When we collected the two million web pages, we relied on Google's identification of the country for the web page. This was more difficult when, for example, it was a .COM site (e.g. www.felicidad.com). One might wonder how Google knew what country this was from.

To test how well Google did, we looked up a number of words and constructions in John Lipski's Latin American Spanish (supplemented from other resources on the Web), where a particular word or construction was supposedly more common in a given country or region. The fact that the following words and phrases do appear much more frequently in that country suggests that Google's categorization is quite good.

Lexical

Caribean
Puerto Rico ay bendito, chavos, chiringa, mahones, habichuela (+DR), zafacón (+DR) Cuba guajiro, jimaguas, babalao, bitongo, pedir botella Rep Dom mangú, fucú, tutumpote, mangulina, mofongo (+PR)

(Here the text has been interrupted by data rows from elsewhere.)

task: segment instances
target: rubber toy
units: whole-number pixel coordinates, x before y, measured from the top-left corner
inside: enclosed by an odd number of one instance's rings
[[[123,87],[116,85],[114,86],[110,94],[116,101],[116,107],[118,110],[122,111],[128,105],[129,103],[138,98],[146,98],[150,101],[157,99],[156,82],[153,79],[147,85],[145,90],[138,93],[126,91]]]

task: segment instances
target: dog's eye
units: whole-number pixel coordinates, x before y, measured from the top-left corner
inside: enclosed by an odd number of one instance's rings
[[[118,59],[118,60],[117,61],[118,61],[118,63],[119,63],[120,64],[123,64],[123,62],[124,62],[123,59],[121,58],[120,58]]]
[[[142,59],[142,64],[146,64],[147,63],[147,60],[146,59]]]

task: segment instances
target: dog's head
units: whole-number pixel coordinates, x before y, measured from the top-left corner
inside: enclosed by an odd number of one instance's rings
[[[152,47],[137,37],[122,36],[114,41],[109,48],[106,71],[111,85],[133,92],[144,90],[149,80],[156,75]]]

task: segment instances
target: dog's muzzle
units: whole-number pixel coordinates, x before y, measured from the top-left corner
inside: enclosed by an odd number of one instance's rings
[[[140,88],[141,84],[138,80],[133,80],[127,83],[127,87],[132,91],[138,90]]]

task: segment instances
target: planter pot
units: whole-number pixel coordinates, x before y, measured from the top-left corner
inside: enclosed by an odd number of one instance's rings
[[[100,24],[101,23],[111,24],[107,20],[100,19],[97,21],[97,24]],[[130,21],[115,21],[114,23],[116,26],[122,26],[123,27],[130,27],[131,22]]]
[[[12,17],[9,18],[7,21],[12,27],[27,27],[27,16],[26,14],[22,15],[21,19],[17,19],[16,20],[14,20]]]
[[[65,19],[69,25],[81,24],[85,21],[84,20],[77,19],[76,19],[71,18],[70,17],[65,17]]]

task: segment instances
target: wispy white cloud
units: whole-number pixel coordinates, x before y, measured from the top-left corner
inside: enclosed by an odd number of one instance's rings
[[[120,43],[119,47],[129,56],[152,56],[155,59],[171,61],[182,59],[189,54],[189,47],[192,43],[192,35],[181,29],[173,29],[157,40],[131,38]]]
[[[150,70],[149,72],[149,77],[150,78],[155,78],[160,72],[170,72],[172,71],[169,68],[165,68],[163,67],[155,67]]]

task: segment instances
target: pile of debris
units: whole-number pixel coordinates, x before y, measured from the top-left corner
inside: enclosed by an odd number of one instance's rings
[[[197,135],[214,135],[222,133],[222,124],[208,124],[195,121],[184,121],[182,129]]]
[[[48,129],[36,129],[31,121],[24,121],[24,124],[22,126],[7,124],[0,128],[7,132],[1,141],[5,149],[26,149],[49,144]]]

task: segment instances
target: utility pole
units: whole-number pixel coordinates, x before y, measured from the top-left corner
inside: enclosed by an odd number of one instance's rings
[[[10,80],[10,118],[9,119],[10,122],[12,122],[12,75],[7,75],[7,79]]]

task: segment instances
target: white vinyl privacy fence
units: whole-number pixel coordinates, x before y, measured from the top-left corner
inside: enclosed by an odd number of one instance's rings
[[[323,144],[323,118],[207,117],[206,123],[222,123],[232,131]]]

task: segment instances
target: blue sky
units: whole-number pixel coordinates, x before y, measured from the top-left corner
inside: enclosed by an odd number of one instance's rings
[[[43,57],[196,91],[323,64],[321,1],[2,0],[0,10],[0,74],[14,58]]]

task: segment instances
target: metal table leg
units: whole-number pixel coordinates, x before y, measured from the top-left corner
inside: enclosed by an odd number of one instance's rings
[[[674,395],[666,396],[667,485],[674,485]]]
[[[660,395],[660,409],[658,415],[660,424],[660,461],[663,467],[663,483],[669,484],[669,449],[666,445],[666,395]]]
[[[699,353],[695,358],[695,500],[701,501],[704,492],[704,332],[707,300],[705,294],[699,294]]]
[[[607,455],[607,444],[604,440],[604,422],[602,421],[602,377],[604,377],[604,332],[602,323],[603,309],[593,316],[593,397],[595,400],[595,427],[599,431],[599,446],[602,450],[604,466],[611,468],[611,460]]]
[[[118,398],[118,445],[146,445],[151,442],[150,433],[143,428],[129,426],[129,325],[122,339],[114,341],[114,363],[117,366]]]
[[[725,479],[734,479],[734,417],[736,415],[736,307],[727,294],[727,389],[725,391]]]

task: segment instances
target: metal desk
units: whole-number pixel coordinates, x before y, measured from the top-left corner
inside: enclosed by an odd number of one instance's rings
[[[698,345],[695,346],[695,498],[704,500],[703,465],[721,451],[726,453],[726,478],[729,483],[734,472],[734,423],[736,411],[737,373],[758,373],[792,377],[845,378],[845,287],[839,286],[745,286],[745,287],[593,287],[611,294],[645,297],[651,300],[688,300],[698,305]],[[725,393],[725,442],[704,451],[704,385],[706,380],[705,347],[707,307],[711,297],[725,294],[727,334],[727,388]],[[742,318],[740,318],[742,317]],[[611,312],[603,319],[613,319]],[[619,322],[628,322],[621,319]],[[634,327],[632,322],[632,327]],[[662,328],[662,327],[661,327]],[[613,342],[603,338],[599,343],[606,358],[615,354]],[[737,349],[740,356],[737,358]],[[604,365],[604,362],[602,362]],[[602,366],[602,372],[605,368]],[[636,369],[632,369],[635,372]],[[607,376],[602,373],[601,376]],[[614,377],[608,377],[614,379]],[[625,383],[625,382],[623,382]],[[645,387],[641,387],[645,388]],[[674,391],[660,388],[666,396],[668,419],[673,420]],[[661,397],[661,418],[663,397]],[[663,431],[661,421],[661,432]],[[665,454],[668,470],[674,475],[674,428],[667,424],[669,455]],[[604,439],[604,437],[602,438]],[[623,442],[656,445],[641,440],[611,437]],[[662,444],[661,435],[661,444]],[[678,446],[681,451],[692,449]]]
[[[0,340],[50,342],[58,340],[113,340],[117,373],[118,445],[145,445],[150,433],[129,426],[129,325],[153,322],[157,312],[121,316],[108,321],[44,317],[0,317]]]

México and Central America
México ándale, híjole, órale, güero, (muy) padre, chamaco (CAm/Car), pinche (NOUN), popote, charola Guatemala huipil, canche, muchá, patojo, chafa (+HN), chirmol, canche El Salvador cipote, chero, pupusa, cuilio, bayunco, piscucha Honduras catracho, papada Nicaragua chavalo, maje (+CAm), pinol, pinolillo, chigüín, vigorón, gallo pinto (+CR), idiay (+CR) Pánama fulo, chombo, guandul Costa Rica chinear, guila, chunche

South America
Colombia cachaco, cachifo, verraquera, estar mamado, guandoca, biche Venezuela bojote, coroto, catire, gafo, macundales, arepa, cachapa, cambur, caraotas, jojoto Ecuador chumar, chulla, montuvio, omoto Perú anticucho, jebe, chupe, pisco, jora, chompa (+CL/EC), choclo (+CL/EC) Bolivia opa, colla, chuño, lagua Chile pololo*, pololear, achuntar, bencina, bacán, fome, huaso Paraguay ñembo, ñanduti, karai, yopará, mitai Uruguay tropero, hacer * sota, con fritas Argentina pibe, fiaca, morfar, falopa, sobre el pucho, falluto, cafishio

España ordenador, aparcar, enfadar, gafas, zumo, chulo, guay, coger, bolígrafo, patata, melocotón, echar de menos, vale

Note that oftentimes, the corpus shows that a word or phrase is more common in an entire region, rather than just one specific country. For example, the following words are more frequent in Central America: chele, guaro, estar bolo, chimar, chingo, chompipe, tiste, molote, chichipate, barrilete, pisto (+HN/SV) and the following are more frequent in Argentina and Uruguay: che !, laburo, lunfardo.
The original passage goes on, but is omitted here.